UK property developer Grosvenor Group has signed a £1.1bn “sustainability linked” loan, but the lenders — led by co-ordinators NatWest Markets, Santander and SMBC — made a remarkable concession by allowing the borrower to slot in key performance indicators at some point over the next 12 months.

The deal drew anger from bankers away from it. This was not a case of a hyper-aggressive borrower bending lenders over a barrel, but rather banks seeing an unregulated spot in the market where they could gain a competitive edge by loosening terms.

This is, by any standard, a cynical abuse of the banking community’s role in ESG finance.

The company has said that it fully intends to come up with ambitious KPIs, but there is nothing in the documents to compel it to do so.

Some claim, weakly, that the company must put KPIs in place in order to gain the KPI incentive. But given that the margin benefit at top credit ratings is tiny — 2.5bp on average — this does not wash. Besides, the same incentive would reward the company for putting in place unambitious KPIs.

As sustainability-linked loans have rocketed in popularity over the past few years, this publication has repeatedly asked lenders how they intend to maintain the integrity of the product when it is the banks themselves setting the rules. Intense competition means that they have a perverse incentive to weaken KPIs in order to secure more business.

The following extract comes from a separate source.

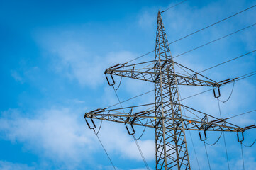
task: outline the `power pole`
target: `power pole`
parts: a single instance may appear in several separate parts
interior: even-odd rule
[[[216,82],[180,64],[172,57],[168,40],[162,23],[161,12],[158,12],[155,60],[128,64],[118,64],[105,71],[107,81],[113,86],[113,75],[140,79],[155,84],[155,107],[142,111],[134,111],[140,106],[108,109],[108,108],[90,111],[84,118],[90,128],[94,128],[93,119],[113,121],[131,125],[146,126],[155,130],[156,169],[191,169],[185,130],[198,130],[201,140],[206,139],[206,131],[226,131],[243,133],[255,125],[241,128],[229,123],[226,119],[217,118],[181,104],[178,86],[209,86],[216,89],[216,97],[219,95],[219,87],[234,79]],[[147,66],[145,66],[145,65]],[[152,67],[148,67],[152,65]],[[178,66],[184,74],[175,72]],[[108,75],[108,77],[107,76]],[[150,105],[150,104],[149,104]],[[201,120],[182,117],[182,107],[199,113]],[[125,111],[126,110],[126,111]],[[125,113],[124,113],[125,112]],[[89,118],[91,123],[87,120]],[[209,120],[211,119],[211,120]]]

Lenders across Europe have insisted that ESG principles are too important to their institutions, too important to the market, or — in the most extreme cases of self-righteousness — too important for the future of the world, for them to allow standards to slip.

This deal undoes those claims. For the lenders on this trade, high standards on sustainability are optional if it helps land a deal.

There are echoes of the eruption in popularity of covenant-lite loans in the leveraged finance market, starting in 2012. There were no regulations setting a floor for the level of covenants, they were just something the market agreed to abide by, much like sustainability KPIs. At the beginning, it felt like a race to the bottom between banks looking to put together the loosest possible package for a borrower, thereby securing the business, while at the same time keeping investors happy enough to buy the loan.

But the covenant-lite race had a natural floor, since investors do not have the same kind of relationship with borrowers that banks do. If a deal pushed too hard at the limits, it wouldn’t pass muster in the market. This is the same pressure that ensures the terms of sustainability-linked bonds remain at a certain standard.

Bank lenders evidently do not have the same squeamishness — several have proven themselves happy to erode sustainability standards to make a buck.

If banks are to maintain integrity when they espouse their ESG ambitions, or claim they are responsible enough to enforce a high standard of sustainability KPIs, they need to hold themselves accountable and make sure a deal like this is never repeated.